Depuis les années 1980, des individus sont réintroduits dans les eaux courantes du nord-ouest du pays. Près de 30 000 saumons juvéniles par an sont aujourd’hui lâchés dans des zones potentielles de frai situées dans la région bâloise et en Argovie. Ils proviennent d’un élevage alsacien. «Cette source ne suffit pas, explique Lukas Bammatter, chercheur scientifique à l’OFEV. Nous ne pouvons pas nous reposer uniquement sur celle-ci pour recréer une population entière.»

110 d’un coup

Il y a un siècle et demi, le Rhin était considéré comme LE fleuve du saumon. Sa partie suisse ne faisait pas exception. Jusqu’au XIXe siècle, l’espèce s’épanouissait aussi dans l’Aar, la Reuss, la Limmat, la Thur, la Töss et d’autres petits affluents du Rhin, jusque dans le lac de Zurich ou celui des Quatre-Cantons. Un jour de 1764, un pêcheur a sorti 110 saumons de la Reuss, raconte un récent article du WWF. En 1956, le dernier spécimen suisse était pêché.

La pollution, la surpêche et l’essor de l’énergie hydraulique ont précipité la perte du «roi» des poissons. En Suisse, c’est avant tout la construction de centrales hydrauliques le long du Rhin qui a causé son extinction en compliquant sa migration vers la mer du Nord. Un saumon y passe une ou deux années avant de revenir dans les eaux douces de sa naissance pour se reproduire. Les poissons indigènes qui entament ce voyage finissent pour la plupart broyés dans les turbines des centrales hydrauliques ou bloqués devant des barrages en sens inverse. Les quelques spécimens pêchés ces dernières années avaient sans doute bénéficié du passage d’un bateau.

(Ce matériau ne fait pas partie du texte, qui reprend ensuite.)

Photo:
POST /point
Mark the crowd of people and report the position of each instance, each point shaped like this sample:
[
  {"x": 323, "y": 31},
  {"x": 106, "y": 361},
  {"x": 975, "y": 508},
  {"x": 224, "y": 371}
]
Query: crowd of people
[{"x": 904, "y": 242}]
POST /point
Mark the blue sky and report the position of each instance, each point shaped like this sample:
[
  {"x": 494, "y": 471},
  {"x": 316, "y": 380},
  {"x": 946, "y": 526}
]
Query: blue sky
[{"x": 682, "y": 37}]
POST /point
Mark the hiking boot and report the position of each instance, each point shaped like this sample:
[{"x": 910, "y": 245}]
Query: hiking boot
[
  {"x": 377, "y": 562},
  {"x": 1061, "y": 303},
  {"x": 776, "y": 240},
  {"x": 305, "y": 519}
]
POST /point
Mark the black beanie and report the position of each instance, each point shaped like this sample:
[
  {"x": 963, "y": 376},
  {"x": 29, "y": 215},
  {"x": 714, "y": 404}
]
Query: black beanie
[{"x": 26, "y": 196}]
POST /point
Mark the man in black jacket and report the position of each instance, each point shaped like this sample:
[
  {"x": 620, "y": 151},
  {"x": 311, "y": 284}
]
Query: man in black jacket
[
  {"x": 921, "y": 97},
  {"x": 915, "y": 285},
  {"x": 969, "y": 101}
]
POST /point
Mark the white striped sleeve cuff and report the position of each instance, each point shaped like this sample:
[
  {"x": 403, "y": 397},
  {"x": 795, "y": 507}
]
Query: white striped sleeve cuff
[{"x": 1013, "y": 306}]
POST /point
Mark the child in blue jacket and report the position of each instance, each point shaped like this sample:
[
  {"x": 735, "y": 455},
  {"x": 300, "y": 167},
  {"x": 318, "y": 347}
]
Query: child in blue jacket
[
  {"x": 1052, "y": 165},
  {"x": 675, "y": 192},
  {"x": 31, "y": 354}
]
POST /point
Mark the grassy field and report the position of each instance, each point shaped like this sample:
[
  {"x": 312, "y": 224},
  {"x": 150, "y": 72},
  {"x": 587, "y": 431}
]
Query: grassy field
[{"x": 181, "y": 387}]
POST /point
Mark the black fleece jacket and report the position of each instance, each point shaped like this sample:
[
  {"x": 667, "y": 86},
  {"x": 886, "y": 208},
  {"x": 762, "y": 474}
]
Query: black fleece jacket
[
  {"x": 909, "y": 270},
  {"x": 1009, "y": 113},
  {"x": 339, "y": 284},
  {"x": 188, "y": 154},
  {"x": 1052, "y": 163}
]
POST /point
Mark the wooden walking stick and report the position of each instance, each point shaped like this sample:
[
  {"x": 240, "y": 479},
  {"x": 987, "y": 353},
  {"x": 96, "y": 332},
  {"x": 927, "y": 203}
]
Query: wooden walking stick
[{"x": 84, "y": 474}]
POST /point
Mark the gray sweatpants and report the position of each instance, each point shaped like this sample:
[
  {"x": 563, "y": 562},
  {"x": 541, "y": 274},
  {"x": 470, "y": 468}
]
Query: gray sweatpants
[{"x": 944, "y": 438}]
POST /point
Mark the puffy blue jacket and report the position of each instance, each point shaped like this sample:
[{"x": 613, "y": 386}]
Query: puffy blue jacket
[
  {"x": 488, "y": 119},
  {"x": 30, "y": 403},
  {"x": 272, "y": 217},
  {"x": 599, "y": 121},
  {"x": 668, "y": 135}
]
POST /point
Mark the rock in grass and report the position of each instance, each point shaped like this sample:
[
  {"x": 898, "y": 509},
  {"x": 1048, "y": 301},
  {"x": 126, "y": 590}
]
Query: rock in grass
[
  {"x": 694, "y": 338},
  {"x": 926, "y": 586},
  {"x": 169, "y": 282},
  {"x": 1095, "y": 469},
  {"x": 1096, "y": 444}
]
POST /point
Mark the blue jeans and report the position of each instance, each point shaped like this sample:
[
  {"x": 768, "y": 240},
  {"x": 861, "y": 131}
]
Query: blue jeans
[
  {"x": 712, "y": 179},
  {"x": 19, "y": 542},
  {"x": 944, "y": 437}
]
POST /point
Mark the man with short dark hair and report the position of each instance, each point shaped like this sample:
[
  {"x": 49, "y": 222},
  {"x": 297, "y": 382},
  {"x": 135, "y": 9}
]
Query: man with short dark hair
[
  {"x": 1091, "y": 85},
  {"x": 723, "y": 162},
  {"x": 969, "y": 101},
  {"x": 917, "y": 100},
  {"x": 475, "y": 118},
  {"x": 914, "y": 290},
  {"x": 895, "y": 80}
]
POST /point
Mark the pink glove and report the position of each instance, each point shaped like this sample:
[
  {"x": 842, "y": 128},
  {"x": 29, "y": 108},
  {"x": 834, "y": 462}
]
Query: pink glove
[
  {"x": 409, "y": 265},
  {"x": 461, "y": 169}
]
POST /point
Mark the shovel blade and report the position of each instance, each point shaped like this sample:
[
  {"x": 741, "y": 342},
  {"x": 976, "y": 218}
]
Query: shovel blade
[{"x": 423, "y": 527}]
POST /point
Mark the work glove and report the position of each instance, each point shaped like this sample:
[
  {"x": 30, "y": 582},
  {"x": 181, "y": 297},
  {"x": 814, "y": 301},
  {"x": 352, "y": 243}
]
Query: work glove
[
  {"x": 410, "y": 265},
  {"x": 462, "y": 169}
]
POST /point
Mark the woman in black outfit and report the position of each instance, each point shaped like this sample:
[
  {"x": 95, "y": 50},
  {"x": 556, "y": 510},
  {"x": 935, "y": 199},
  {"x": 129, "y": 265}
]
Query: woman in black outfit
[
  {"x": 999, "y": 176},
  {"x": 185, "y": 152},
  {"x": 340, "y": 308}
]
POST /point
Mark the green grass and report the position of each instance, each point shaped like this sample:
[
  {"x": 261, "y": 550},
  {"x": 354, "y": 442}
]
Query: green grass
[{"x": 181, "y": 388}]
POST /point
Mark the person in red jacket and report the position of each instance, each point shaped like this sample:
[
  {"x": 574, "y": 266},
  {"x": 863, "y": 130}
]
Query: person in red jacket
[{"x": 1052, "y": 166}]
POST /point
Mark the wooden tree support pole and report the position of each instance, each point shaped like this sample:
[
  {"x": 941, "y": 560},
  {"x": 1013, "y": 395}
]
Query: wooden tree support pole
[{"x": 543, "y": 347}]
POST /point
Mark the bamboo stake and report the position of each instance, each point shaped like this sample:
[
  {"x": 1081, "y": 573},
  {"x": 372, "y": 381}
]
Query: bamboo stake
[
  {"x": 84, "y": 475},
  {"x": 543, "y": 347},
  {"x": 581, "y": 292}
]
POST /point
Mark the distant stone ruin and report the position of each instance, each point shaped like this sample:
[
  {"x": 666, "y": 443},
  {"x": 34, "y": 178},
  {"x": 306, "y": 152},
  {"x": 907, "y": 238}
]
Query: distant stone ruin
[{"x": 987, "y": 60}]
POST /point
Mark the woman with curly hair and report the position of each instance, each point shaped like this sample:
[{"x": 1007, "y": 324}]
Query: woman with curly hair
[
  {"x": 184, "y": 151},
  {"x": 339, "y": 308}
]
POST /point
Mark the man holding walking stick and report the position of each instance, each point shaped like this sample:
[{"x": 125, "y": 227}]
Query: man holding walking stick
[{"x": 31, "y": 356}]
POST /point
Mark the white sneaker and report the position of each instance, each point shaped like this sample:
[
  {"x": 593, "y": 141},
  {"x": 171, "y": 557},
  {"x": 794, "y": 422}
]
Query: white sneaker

Mais la multiplication d’échelles à poissons sur les installations énergétiques est en train de libérer la voie du retour. Si bien que le saumon pourrait très prochainement se frayer un chemin jusqu’en Suisse. Trois centrales hydroélectriques françaises se dressent encore sur sa route, celles de Rhinau, de Marckolsheim et de Vogelgrün. «Cette dernière pose particulièrement problème car les ingénieurs mandatés par EDF prétendent qu’il n’est pas possible d’installer des passes à poissons. Or, selon les différents experts suisses, ce devrait être possible», affirme Pierrette Rey, porte-parole du WWF. Des pourparlers sont en cours pour permettre aux saumons indigènes d’atteindre Bâle sans entrave dès 2020.

Et la pêche?

Une fois arrivé, s’y plairont-ils? Une récente étude commanditée par l’OFEV estime que oui, notamment grâce au programme de renaturation des eaux lancé en 2012. Mais trop d’obstacles à la migration demeurent encore le long du Rhin et de ses affluents suisses pour permettre à l’espèce de prospérer dans son habitat d’antan. La loi oblige les exploitants de centrales ou barrages de les supprimer. Le rapport de l’OFEV juge réaliste un retour du saumon d’ici quinze ans.

Cela ne veut toutefois pas dire qu’on trouvera d’aussitôt du saumon suisse à la carte de restaurants du pays. L’espèce sera protégée le temps qu’elle soit à nouveau fermement réinstallée dans les eaux helvétiques. Cela pourrait prendre des décennies, voire des siècles.